His legs uncrossed. “Lieutenant Sturgis really thinks this could be related to an L.A. case?”

“Hard to say. The main link is a stolen black car.”

“Mercedes and Bentley, yeah, he told me. The original GTA filing on the Lincoln is under Santa Barbara’s jurisdiction ’cause the car was taken there. I checked and it’s archived. All I could find is a basic theft-recovery report. By the time the tags were linked to that Clint Eastwood-type loiterer, the vehicle had been cleaned and rerented, had over a hundred new miles on it. No probable cause to examine it, so that was that. In terms of people who might remember, I asked around, and, sure, anyone with a working memory recalls the case. This was the first homicide in forty years. But no one has any details about the loiterer beyond tall white male, long coat, cowboy hat. And I can’t find anyone who actually saw him.”

“Mysterious stranger.”

“We don’t get too many visitors and I doubt nine years ago was any different ’cause that’s still after the highway reroute. There’s nothing really connecting this individual to the crime other than his hanging around and no one knowing him.”

“The coat and the hat could’ve been a disguise,” I said.

“I guess.”

“Any way he could’ve been a local?”

“No way, Doctor. This is a real small town.”

He sipped his coffee. “Hate to say it, but the whole thing sounds pretty frozen to me. Maybe I’ll make up an ending and put it in my book.”

“Beats reality,” I said.

He tapped his keyboard. “What you do sounds interesting. Maybe I could pick your brain sometime.”

“Sure. I noticed a salon on this side of the street. Was that originally Leonora Bright’s place?”

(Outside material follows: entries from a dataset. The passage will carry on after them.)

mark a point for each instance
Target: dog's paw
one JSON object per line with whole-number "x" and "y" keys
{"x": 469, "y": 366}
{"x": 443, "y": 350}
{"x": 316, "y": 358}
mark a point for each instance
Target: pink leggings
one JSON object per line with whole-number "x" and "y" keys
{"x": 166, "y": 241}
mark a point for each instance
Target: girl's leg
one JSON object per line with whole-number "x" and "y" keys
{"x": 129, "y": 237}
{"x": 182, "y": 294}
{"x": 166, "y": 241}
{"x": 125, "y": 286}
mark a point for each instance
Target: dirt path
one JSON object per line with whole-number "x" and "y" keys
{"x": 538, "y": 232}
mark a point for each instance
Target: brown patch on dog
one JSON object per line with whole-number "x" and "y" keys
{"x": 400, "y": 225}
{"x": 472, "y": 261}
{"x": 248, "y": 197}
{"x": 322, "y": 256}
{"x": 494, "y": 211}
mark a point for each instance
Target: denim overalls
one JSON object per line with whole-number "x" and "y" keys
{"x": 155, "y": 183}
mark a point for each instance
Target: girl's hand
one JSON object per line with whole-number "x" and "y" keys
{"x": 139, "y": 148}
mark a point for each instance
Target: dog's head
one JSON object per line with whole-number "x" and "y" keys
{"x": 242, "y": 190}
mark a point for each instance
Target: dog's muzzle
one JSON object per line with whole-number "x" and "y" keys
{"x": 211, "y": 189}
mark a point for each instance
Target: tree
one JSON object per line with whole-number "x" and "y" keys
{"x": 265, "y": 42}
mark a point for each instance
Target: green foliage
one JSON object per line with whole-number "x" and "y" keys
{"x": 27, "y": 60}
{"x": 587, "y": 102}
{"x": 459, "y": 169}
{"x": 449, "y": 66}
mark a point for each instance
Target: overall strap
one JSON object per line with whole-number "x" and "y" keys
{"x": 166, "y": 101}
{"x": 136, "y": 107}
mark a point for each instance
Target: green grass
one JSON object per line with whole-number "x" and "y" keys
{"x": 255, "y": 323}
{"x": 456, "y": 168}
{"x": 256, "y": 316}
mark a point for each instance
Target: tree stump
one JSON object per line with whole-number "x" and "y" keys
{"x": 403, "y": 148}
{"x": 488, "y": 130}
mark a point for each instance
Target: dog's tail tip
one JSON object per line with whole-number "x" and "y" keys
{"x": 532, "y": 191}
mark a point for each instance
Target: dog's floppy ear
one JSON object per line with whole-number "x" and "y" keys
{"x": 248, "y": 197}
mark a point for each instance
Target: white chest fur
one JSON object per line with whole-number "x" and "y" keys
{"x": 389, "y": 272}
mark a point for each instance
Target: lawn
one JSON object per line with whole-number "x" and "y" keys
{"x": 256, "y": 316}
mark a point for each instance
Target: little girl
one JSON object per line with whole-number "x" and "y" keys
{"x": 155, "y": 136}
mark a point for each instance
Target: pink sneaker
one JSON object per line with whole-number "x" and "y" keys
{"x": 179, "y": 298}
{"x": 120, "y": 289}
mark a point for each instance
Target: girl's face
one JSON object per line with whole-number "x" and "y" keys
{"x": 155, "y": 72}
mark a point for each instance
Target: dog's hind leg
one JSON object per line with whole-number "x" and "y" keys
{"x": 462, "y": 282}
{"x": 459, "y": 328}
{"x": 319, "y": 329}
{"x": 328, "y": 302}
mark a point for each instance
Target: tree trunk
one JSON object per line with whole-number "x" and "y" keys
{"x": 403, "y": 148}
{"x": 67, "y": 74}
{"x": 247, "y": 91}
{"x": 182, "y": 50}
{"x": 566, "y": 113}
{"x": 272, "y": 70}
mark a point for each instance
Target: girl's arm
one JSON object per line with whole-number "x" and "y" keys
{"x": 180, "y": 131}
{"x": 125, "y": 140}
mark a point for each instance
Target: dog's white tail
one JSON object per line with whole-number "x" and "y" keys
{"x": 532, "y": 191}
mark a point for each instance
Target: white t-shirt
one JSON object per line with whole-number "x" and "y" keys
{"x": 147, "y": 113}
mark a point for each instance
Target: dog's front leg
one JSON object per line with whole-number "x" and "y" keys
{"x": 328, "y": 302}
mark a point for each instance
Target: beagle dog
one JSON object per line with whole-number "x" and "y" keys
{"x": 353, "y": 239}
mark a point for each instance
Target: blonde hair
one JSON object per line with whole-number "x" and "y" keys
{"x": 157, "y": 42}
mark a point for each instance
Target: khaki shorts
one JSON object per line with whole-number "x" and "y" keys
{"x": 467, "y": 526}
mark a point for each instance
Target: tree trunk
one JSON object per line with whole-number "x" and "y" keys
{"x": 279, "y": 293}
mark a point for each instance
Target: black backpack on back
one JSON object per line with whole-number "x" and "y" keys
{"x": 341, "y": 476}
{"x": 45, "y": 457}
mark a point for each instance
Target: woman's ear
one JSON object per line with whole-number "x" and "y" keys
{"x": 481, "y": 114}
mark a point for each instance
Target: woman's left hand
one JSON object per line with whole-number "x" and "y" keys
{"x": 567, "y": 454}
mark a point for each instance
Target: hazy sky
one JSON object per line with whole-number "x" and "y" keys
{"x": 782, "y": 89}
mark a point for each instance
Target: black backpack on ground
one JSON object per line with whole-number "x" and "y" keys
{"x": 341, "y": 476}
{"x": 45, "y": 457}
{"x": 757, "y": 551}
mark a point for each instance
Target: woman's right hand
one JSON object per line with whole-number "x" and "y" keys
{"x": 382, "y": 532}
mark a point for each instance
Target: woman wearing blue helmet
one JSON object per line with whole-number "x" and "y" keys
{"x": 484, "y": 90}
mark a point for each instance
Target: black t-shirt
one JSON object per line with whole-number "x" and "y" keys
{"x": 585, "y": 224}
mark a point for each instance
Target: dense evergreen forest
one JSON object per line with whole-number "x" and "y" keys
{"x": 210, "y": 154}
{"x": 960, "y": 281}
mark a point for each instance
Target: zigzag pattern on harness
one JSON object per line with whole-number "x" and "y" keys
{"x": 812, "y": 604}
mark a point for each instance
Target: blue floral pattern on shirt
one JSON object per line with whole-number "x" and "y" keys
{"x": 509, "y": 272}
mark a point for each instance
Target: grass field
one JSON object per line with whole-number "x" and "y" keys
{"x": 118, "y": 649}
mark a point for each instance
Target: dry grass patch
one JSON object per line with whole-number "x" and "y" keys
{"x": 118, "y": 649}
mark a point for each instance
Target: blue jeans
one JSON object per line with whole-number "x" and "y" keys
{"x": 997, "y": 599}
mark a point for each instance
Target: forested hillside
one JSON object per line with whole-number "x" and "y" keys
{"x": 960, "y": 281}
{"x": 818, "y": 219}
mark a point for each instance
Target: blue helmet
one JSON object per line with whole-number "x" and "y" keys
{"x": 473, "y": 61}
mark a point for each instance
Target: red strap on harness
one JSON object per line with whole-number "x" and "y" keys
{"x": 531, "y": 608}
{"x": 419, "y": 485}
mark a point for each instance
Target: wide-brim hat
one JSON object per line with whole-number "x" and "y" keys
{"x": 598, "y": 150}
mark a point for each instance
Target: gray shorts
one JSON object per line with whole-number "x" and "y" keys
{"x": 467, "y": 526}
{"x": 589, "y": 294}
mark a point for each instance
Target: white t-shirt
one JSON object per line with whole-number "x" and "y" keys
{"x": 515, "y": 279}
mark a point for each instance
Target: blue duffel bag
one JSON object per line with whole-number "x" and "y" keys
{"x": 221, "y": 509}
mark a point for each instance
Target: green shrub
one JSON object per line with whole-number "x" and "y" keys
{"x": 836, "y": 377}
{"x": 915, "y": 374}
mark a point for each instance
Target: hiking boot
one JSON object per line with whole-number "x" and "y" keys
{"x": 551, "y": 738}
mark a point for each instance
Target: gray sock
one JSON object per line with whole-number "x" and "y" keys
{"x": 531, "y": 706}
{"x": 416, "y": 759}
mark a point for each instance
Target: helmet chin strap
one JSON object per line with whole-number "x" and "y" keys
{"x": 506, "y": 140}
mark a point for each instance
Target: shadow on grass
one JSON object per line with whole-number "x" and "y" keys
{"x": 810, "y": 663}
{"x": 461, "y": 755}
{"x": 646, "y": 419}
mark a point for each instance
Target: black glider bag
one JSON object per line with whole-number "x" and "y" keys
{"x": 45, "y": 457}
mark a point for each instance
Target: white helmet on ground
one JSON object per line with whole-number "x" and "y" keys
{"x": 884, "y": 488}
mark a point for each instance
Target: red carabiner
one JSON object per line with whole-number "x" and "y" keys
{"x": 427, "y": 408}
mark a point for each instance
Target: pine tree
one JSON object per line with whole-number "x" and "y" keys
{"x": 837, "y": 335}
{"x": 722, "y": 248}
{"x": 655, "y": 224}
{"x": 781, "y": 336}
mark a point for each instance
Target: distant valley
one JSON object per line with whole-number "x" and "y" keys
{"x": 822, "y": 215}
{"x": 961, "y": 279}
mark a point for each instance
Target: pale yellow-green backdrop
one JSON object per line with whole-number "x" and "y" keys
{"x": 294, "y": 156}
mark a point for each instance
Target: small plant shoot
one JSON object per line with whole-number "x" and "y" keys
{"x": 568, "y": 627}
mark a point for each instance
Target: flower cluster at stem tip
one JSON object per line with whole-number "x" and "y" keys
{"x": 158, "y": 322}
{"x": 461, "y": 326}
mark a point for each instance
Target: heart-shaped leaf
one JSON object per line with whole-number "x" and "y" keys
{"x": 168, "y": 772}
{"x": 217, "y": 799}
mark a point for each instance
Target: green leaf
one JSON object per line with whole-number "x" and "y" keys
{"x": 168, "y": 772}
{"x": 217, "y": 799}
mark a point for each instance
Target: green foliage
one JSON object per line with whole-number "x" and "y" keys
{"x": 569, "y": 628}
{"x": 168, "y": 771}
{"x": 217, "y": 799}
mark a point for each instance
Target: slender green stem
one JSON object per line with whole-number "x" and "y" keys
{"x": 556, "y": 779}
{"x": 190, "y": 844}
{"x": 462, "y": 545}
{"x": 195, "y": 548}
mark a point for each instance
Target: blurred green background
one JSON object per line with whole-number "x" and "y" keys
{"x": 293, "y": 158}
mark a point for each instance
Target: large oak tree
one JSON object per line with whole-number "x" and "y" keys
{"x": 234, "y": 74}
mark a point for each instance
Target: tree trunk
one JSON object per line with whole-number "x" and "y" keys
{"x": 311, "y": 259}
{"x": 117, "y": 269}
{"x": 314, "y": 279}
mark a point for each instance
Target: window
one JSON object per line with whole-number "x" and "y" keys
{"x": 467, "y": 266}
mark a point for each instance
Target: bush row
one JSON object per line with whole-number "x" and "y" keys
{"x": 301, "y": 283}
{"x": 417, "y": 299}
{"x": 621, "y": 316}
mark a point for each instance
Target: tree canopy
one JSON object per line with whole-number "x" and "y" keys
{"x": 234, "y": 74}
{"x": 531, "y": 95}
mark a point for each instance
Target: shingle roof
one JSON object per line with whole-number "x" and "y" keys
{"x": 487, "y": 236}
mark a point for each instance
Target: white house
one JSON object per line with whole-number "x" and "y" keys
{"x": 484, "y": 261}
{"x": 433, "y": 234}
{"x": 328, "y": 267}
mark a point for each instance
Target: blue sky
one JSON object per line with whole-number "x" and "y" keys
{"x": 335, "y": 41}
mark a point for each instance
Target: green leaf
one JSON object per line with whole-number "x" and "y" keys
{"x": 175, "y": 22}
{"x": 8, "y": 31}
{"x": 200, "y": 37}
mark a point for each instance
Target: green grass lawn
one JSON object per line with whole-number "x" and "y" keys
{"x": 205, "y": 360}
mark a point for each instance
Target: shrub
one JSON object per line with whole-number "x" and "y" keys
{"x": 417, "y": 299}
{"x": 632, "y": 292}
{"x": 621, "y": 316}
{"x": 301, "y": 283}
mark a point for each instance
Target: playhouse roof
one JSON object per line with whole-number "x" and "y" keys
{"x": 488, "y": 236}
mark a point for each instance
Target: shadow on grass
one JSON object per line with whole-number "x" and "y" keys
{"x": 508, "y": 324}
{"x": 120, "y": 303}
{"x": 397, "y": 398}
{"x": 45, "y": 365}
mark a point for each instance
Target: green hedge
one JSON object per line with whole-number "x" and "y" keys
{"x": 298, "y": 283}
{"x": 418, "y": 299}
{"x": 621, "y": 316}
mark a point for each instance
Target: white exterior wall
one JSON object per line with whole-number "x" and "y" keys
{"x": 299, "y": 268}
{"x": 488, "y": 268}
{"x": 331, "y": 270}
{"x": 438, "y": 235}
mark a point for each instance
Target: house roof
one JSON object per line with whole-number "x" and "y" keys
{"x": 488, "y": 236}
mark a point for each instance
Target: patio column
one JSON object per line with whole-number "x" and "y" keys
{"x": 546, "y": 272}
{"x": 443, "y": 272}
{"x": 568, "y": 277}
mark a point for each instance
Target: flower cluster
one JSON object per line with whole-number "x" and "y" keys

“Nope, Cozy Coiffure replaced something else – restaurant, I think. The Ramirez family runs that place. Estella and Ramon, no kids. They moved here from Ventura three years after Leonora got murdered. Took that long for the town to get anyone, running ads in other towns’ papers. Before that, folks had to drive to Los Alamos to get trimmed. The crime scene was the last store as you leave town. Want to have a look? I could use a stretch.”

We left the office and crossed the street. I asked him about Ojo Negro local government.

He said, “No mayor, no city council, we just rely on the county. Basically our issues are county issues, we’re kind of a stepchild to Los Alamos or anyone else who’ll have us.”

“How many residents?”

“Sign says a thousand but it’s much less. I’d guess two hundred, tops. The way we’re going, soon there’ll be nothing left – okay, here we are.”

He’d stopped in front of one of the boarded storefronts. Original pink stucco peeked through the flaking cocoa-brown repaint, patchy and florid, like a skin disease.

“Who owns it?”

“Condemned by the county, county never got around to auctioning it, no one seems to want it.”